No importaban edad ni condición, los vecinos se prestaban a colaborar en las baterías y en cualquier obra necesaria para hacer frente al enemigo. Llegó mucha gente a Isla de León con el ánimo de contribuir a su defensa y quienes se prestaron voluntariamente los acogieron en sus hogares. Muchos eran compatriotas de Rebecca. Inglaterra estaba fervientemente interesada en ayudar a España a combatir a Napoleón y anunció el envío de cinco mil hombres bajo el mando del general sir Thomas Graham. De hecho, la Junta de Cádiz les solicitó auxilio de dinero y de tropa; una ayuda que el pueblo había rehusado tantas veces antaño desconfiando de la presencia inglesa en sus aguas después del desastre de Trafalgar. Al propio Diego de Alvear podría haberle supuesto un esfuerzo aceptarlo, ya que fueron los ingleses los que le quitaron familia y fortuna. Aunque tan cierto era eso como el hecho de que entre ellos había encontrado una segunda oportunidad en la vida de la mano de su amada Rebecca.

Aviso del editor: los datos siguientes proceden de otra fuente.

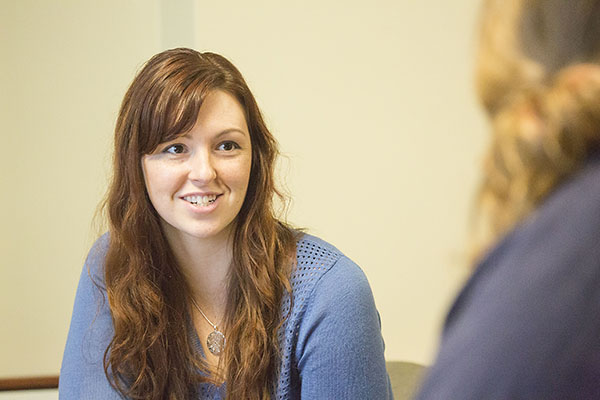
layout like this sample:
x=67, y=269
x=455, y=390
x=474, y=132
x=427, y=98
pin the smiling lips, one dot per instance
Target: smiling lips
x=201, y=201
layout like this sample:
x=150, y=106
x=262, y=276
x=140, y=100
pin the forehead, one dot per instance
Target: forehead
x=221, y=110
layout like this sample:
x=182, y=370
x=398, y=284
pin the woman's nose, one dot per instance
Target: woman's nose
x=201, y=169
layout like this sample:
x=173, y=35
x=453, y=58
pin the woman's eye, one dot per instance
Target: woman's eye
x=175, y=149
x=228, y=146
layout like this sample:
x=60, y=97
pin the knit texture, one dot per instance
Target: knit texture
x=331, y=344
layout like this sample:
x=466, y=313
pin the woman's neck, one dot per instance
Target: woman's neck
x=205, y=264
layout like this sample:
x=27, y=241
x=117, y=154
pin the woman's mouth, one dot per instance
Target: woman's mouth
x=201, y=201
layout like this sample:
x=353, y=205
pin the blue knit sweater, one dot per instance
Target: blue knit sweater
x=331, y=344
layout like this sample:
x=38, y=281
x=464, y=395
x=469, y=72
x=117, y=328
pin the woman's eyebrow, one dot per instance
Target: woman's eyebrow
x=231, y=130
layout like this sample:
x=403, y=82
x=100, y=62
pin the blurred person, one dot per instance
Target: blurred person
x=527, y=323
x=199, y=290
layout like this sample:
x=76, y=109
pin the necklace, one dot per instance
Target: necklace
x=215, y=342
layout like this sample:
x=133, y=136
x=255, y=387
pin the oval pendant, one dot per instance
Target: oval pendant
x=215, y=342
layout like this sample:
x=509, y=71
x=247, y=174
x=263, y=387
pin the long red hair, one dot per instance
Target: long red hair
x=151, y=355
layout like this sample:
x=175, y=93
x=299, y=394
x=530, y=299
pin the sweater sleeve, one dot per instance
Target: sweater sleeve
x=340, y=350
x=82, y=371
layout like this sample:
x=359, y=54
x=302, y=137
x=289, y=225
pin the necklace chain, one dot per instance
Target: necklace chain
x=215, y=342
x=204, y=315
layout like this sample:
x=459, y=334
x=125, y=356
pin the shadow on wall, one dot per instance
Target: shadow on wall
x=405, y=378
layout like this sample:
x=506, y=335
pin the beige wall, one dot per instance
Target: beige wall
x=372, y=105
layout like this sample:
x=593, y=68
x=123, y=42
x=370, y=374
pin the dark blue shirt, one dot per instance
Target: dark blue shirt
x=527, y=323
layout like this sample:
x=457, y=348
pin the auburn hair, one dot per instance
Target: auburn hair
x=538, y=78
x=151, y=354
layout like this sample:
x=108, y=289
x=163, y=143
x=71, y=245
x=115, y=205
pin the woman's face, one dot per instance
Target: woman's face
x=198, y=181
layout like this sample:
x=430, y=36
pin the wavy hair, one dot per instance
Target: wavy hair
x=538, y=79
x=151, y=355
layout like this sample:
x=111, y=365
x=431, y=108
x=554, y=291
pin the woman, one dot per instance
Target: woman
x=198, y=290
x=527, y=324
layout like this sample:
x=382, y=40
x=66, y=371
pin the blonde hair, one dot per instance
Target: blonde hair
x=538, y=79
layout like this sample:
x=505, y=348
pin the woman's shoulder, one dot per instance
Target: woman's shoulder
x=316, y=258
x=322, y=271
x=94, y=263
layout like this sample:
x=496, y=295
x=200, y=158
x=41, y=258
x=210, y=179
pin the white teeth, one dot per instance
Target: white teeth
x=201, y=201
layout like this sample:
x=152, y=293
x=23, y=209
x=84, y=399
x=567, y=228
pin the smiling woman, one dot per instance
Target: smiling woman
x=198, y=290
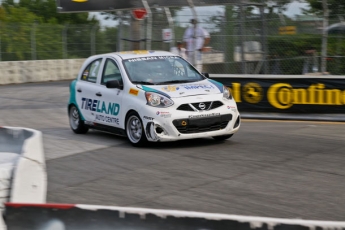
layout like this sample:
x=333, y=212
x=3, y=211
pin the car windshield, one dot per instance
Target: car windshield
x=160, y=70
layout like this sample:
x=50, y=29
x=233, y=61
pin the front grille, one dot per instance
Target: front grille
x=208, y=106
x=185, y=107
x=199, y=125
x=216, y=104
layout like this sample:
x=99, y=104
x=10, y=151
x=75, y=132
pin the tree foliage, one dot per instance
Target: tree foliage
x=336, y=7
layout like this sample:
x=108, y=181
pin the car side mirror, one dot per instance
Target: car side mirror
x=114, y=84
x=206, y=75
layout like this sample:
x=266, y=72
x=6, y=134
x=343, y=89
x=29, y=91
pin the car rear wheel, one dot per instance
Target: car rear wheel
x=76, y=124
x=222, y=138
x=135, y=130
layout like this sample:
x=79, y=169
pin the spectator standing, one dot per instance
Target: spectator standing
x=195, y=39
x=179, y=50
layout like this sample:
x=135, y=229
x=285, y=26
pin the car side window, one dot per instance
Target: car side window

En mitad del desconcierto y del ambiente sombrío en el que vivían, se produjo una anécdota que hizo reír a Rebecca; la protagonizaba un ilustre compatriota suyo: el almirante Purvis, que comandaba una escuadra inglesa. Anclando en la bahía, las autoridades y la población entera recibieron en el puerto con alborozo al almirante, que desembarcó entre vivas y vítores de alegría en la misma ciudad que durante tantos años había tenido a los ingleses entre sus mayores enemigos. Realizados los primeros saludos, emprendió camino con algunos de sus oficiales hacia las Casas Consistoriales, cuando, para sorpresa general, le oyeron indagar por la señora de Alvear, aduciendo que su primer deber en esa plaza era el de visitarla en su casa. Sin explicación, cambió el rumbo y se encaminó hacia el mencionado domicilio acompañado de su Estado Mayor, generales y demás autoridades españolas, más todas las personas del séquito. El barullo que armaban provocó que Rebecca, al igual que muchos otros vecinos, se asomara al balcón, desde el que observó con extrañeza cómo la insólita y numerosa comitiva iba dispuesta a entrar en su casa, y se echó a temblar. Se apresuró a recibirlos, pero el almirante se adelantó anunciándole que iban a presentarle sus respetos y, «como compatriota, también mi protección, por si hubiera sufrido algún incidente durante la guerra a causa de su nacionalidad inglesa». Era la primera vez que una muchedumbre apostada ante su puerta no auguraba infortunio ni alboroto.

Aguantándose la risa, Rebecca le aseguró que no había tenido, desde su llegada a España, sino muchos motivos de agradecimiento por las continuas atenciones, el respeto y la afectuosa amistad con que la distinguían en todo momento los españoles. Quedó con ello satisfecho Purvis y, exageradamente ceremonioso, se despidió y reanudó el paso, seguido de la numerosa comitiva. Rebecca y su ama de llaves, el mayordomo y los sirvientes, estallaron en risas al cerrar la puerta.

Sin embargo, la poca alegría que podían permitirse fue arrancada de cuajo por las tropas napoleónicas. El 5 de febrero de ese dramático año de 1810 comenzó uno de los más nefastos episodios de sus vidas y de la historia de España: el sitio de Cádiz. Nunca antes Diego y Rebecca habían tenido una noción tan clara, tan diáfana y precisa, del transcurrir del tiempo como el que se preveía que podría durar el sitio, durante el que Rebecca se quedó embarazada por tercera vez. Si era niño, lo llamarían Tomás José de Alvear y Ward.